There are two to four times more nutrients like nitrogen and phosphorus in manure produced by chickens than in that of other farmed animals. Most U.S. chicken farms are intensive operations raising at least 660,000 birds each year. Annually, a farm of that size produces 3,300 tons of manure with 72,000 pounds of nitrogen.

3. Chicken farming contributes to harmful greenhouse gas emissions

Because chickens and turkeys don’t produce methane (the U.S. beef industry, on the other hand, accounts for 45 percent of the nation’s methane emissions), you may have heard that farms raising these birds don’t contribute to harmful greenhouse gases—but that’s far from true. Methane and nitrous oxide are emitted by the vast amounts of manure produced on intensive chicken farms. 

Plus, half of chicken production’s emissions occur after animals are slaughtered, as these once-living birds are processed into products to be sold.

4. The chicken industry is destroying forests

Intensive farming of chickens—and particularly growing crops to feed the billions of birds raised—is a major cause of deforestation. Soy products such as tofu are often blamed for clearing forests, but most of the world’s soy doesn’t go directly to humans. Over 75 percent of soy is used in farmed animal feed, most of which goes to chickens and other farmed birds.

Vitally important rainforests, like the Amazon and Cerrado, are among the land that is being deeply impacted by animal agriculture’s destruction. Forests are crucial in absorbing carbon dioxide from our atmosphere and producing around half of the oxygen we breathe.

5. More chicken consumption means more animals killed—and a lot more suffering

Because chickens are smaller than cows, more animals would be slaughtered to produce the same amount of meat—in fact, 200 times more chickens. This would come with terrible suffering. On factory farms, chickens are routinely subjected to cruel practices, such as having parts of their beaks and toes cut or burned off with no pain relief or anesthesia. To maximize profit, the meat industry breeds chickens to grow unnaturally large and fast—a practice that results in less time and feed to raise these birds, but dramatically increases suffering. Today’s farmed chickens grow too large to support their body weight, leaving some with debilitating leg injuries or even heart attacks.
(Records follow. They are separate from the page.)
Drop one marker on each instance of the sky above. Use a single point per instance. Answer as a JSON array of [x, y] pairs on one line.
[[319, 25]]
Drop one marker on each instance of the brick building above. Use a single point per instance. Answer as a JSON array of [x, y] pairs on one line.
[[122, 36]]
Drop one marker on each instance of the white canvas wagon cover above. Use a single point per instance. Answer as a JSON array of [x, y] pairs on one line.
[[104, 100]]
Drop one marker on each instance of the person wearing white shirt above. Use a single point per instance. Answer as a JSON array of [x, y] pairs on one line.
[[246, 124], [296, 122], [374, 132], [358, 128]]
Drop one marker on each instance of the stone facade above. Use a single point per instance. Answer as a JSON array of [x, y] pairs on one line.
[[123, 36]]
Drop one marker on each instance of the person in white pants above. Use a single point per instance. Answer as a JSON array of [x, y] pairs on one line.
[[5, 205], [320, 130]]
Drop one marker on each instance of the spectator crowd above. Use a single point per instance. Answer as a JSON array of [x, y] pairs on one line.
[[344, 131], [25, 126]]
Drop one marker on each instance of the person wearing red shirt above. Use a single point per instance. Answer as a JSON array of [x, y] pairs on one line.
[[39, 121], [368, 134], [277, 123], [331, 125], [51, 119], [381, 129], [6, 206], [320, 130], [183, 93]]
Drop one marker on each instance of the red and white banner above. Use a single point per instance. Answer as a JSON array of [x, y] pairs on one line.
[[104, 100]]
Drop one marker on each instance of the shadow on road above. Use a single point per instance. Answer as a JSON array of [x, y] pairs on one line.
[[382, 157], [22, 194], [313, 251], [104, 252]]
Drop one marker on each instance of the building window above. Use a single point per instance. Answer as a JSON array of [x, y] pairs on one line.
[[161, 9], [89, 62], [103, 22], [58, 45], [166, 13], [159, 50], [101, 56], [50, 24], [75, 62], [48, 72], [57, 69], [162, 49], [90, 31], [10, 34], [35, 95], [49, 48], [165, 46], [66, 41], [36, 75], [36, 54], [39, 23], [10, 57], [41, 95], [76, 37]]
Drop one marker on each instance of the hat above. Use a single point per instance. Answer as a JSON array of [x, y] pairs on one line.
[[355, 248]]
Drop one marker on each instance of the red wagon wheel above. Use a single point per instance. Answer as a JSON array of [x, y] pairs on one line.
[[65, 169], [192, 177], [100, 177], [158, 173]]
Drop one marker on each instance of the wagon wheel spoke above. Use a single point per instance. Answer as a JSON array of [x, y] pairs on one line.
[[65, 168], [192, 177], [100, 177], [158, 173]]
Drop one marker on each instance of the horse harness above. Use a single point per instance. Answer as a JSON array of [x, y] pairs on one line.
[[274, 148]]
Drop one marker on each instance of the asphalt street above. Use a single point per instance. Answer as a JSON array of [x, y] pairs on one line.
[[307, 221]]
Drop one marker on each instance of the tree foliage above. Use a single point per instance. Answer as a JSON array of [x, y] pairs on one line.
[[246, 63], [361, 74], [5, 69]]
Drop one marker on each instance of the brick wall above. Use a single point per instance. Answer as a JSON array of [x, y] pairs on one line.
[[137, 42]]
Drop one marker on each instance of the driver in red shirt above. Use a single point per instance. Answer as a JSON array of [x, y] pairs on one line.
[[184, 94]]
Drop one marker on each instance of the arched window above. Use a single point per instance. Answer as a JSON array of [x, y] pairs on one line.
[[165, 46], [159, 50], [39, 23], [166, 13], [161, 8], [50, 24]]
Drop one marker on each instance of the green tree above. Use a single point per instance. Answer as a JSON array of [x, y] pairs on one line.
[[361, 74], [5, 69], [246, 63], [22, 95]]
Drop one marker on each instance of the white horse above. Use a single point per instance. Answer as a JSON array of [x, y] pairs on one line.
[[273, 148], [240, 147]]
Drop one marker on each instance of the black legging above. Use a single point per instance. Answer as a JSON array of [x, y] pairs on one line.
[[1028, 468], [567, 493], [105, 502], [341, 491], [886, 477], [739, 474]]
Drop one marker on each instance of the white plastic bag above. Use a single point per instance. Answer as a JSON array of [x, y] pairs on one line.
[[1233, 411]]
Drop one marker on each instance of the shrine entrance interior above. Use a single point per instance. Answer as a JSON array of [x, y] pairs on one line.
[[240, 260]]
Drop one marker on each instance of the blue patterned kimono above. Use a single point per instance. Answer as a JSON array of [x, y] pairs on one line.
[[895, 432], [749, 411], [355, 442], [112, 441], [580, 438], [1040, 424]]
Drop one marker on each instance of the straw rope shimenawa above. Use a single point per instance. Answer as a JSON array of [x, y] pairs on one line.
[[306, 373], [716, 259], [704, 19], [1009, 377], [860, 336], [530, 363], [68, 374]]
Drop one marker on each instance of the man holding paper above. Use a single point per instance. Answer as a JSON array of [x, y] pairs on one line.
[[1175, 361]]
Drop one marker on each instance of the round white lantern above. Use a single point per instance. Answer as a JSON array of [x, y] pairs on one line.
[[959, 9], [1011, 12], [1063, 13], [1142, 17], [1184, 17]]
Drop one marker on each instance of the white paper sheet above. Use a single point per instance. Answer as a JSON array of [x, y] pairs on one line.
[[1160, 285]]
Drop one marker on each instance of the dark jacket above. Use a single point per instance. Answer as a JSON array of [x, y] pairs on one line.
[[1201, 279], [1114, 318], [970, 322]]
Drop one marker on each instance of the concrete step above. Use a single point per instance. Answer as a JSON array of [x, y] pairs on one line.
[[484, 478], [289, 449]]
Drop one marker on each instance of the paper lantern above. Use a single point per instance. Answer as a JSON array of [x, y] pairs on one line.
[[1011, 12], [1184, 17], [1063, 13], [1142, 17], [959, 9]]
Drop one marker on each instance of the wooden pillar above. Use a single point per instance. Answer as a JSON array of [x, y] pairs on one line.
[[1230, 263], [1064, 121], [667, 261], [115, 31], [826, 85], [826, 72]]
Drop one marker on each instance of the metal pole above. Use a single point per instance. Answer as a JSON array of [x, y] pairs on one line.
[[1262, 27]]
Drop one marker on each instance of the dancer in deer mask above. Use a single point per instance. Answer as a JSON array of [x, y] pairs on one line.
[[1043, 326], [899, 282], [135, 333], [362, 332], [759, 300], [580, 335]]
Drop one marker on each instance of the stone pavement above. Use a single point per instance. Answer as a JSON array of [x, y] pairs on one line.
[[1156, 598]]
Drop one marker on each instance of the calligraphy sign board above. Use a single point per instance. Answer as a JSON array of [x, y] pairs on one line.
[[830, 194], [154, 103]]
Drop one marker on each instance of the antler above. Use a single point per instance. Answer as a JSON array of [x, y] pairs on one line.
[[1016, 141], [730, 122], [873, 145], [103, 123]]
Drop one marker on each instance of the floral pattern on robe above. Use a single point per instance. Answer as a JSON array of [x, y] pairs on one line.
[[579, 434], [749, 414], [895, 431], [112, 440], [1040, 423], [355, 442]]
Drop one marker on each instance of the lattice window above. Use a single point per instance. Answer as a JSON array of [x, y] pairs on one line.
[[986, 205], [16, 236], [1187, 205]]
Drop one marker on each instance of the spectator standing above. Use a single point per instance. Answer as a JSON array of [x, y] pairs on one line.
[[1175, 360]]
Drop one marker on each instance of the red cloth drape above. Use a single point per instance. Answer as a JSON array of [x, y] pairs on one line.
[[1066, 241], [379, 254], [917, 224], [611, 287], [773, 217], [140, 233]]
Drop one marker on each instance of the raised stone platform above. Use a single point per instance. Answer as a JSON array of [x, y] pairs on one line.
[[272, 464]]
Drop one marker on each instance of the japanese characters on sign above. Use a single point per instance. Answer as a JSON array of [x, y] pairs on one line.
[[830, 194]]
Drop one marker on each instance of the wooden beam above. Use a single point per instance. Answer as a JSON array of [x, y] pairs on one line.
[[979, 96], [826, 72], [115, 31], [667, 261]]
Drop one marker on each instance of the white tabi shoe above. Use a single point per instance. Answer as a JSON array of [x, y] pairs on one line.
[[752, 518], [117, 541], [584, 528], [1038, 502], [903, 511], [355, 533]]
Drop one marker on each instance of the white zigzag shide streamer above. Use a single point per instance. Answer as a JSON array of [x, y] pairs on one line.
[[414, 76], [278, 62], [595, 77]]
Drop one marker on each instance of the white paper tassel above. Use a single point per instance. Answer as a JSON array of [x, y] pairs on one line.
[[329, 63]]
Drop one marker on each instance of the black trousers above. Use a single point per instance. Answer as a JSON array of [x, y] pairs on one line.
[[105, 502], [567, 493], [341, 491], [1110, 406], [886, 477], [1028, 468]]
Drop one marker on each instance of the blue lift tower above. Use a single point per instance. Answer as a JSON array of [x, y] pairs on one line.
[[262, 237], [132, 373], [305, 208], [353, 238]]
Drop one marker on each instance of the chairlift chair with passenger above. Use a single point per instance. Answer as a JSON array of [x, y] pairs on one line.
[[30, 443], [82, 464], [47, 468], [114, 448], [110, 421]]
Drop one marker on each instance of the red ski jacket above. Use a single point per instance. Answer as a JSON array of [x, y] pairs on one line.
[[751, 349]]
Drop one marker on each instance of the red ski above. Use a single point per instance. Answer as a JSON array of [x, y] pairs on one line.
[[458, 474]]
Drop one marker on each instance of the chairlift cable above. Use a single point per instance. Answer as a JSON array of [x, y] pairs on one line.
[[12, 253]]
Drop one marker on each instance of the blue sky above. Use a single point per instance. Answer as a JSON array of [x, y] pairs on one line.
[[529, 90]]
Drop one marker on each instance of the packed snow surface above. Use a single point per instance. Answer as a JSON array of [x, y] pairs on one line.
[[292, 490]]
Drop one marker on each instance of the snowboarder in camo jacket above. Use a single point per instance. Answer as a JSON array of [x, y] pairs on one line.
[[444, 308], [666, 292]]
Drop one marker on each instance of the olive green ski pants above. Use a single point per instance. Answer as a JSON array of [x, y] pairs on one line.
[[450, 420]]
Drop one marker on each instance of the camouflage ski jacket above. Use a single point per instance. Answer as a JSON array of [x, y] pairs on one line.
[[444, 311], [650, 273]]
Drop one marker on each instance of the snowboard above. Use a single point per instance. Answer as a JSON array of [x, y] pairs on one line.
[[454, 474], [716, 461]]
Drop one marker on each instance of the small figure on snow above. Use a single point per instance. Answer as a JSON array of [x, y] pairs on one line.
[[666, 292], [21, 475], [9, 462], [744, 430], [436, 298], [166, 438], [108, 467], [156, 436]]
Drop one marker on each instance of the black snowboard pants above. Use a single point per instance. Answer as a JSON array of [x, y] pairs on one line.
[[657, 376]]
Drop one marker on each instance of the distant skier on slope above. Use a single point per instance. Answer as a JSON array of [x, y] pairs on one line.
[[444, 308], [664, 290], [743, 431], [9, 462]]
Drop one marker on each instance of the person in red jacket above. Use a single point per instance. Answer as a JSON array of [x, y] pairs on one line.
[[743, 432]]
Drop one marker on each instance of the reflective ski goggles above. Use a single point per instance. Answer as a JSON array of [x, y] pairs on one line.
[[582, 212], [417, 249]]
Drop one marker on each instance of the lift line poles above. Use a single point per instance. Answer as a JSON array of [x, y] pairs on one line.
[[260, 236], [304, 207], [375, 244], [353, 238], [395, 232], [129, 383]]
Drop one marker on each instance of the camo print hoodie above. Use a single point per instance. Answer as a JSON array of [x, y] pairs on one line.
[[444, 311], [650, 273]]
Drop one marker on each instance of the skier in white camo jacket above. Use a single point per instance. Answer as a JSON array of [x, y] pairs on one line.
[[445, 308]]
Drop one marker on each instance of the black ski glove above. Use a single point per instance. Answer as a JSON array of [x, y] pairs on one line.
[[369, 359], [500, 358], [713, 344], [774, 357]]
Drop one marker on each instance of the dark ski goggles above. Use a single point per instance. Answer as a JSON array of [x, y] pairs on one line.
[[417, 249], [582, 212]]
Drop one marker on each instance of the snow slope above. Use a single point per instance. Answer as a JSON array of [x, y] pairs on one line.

A five-week-old broiler chick is no longer able to hold up his own weight due to rapid growth. He will be sent to slaughter within a week.

Stefano Belacchi/Animal Equality/We Animals

As Our World in Data notes, many ways chicken production has become more “efficient” have made life worse for birds. “Pack chickens in tiny cages, and you’ll need less land. Stop them from moving around, and they’ll ‘waste’ less energy. Give them growth hormones, and they’ll gain weight much faster.”

Thankfully, eating plant-based foods rather than chicken can have a greater positive environmental impact and be kinder to chickens and other farmed animals.

Farm Sanctuary Animal Wellness Manager Emily Grizzell smiles while she holds and checks the health of a resident rescued chicken. Emily has just brought this group of chickens treats and fresh enrichment boards.